= Charlotte McArdle =

Irish nurse

Charlotte McArdle is the Chief Nursing Officer for Northern Ireland. She began her nursing training at Beaumont Hospital in Dublin in 1988, qualifying in 1991. Her career has seen her work in both the Republic of Ireland and Northern Ireland. She was appointed as Chief Nursing Officer by the Department of Health in 2013, and served in that role during the COVID-19 pandemic.

== Life ==
Charlotte McArdle is the Chief Nursing Officer for Northern Ireland. She began her nursing training at Beaumont Hospital in Dublin in 1988, qualifying in 1991. She completed a Bachelor of Science in health studies in 1996, and earned an MSc in nursing at Queen’s University, Belfast in 1999. Her career has seen her work in both the Republic of Ireland and Northern Ireland, having worked in Beaumont Hospital, Musgrave Park Hospital and Royal Group of Hospitals. At the Royal Group of Hospitals she was Ward Sister, and was awarded the 1999 Nursing Times/Foundation of Nursing Studies Leadership Award. She rose to be Deputy Director of Nursing there in 2004. In 2007 she moved to the South Eastern Trust, where she became Director of Primary Care, Older People and Executive Director of Nursing. McArdle was appointed as Chief Nursing Officer by the Department of Health in 2013, and served in that role during the COVID-19 pandemic.

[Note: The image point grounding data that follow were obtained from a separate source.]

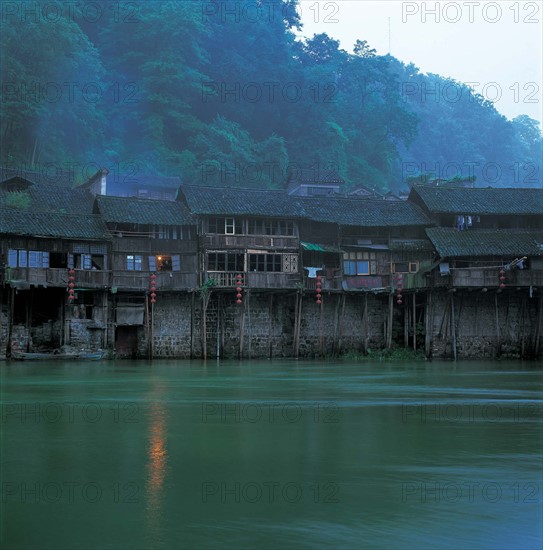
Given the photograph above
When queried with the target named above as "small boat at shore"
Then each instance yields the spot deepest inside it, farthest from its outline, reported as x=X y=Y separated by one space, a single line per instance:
x=52 y=356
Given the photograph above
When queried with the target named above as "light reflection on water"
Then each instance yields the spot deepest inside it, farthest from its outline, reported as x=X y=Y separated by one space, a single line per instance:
x=271 y=454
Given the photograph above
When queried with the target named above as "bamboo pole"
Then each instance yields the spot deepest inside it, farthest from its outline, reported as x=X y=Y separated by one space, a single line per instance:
x=366 y=323
x=250 y=325
x=242 y=329
x=10 y=323
x=270 y=326
x=428 y=325
x=390 y=318
x=336 y=322
x=321 y=328
x=538 y=326
x=414 y=322
x=298 y=321
x=28 y=327
x=340 y=323
x=453 y=327
x=498 y=338
x=152 y=332
x=295 y=323
x=406 y=325
x=192 y=315
x=522 y=324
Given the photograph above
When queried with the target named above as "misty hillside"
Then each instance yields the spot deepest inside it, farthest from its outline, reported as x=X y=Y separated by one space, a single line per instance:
x=175 y=88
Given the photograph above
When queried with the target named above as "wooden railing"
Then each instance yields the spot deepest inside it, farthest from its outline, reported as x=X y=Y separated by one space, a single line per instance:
x=248 y=241
x=488 y=277
x=254 y=279
x=58 y=277
x=166 y=280
x=154 y=246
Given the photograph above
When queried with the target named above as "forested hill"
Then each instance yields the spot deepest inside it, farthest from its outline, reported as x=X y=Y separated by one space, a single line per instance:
x=188 y=88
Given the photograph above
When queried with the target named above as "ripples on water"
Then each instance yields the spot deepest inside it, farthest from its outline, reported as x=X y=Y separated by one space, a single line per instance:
x=271 y=454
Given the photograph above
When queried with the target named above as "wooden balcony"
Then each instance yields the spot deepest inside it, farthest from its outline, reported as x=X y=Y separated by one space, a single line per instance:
x=489 y=277
x=253 y=279
x=250 y=241
x=56 y=277
x=166 y=280
x=151 y=247
x=327 y=283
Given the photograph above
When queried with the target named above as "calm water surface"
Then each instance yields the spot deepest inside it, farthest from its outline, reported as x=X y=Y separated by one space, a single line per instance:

McArdle is an alumna of the Florence Nightingale Executive Leadership Programme and the International Council of Nurses’ Global Nurse Leaders Programme.

She was awarded an honorary doctorate by Ulster University, and is a Fellow of the Queen's Nursing Institute and of the Faculty of Nursing and Midwifery at the Royal College of Surgeons in Ireland. She is vice chair of the RCN Foundation and a Sigma nursing liaison officer to the United Nations.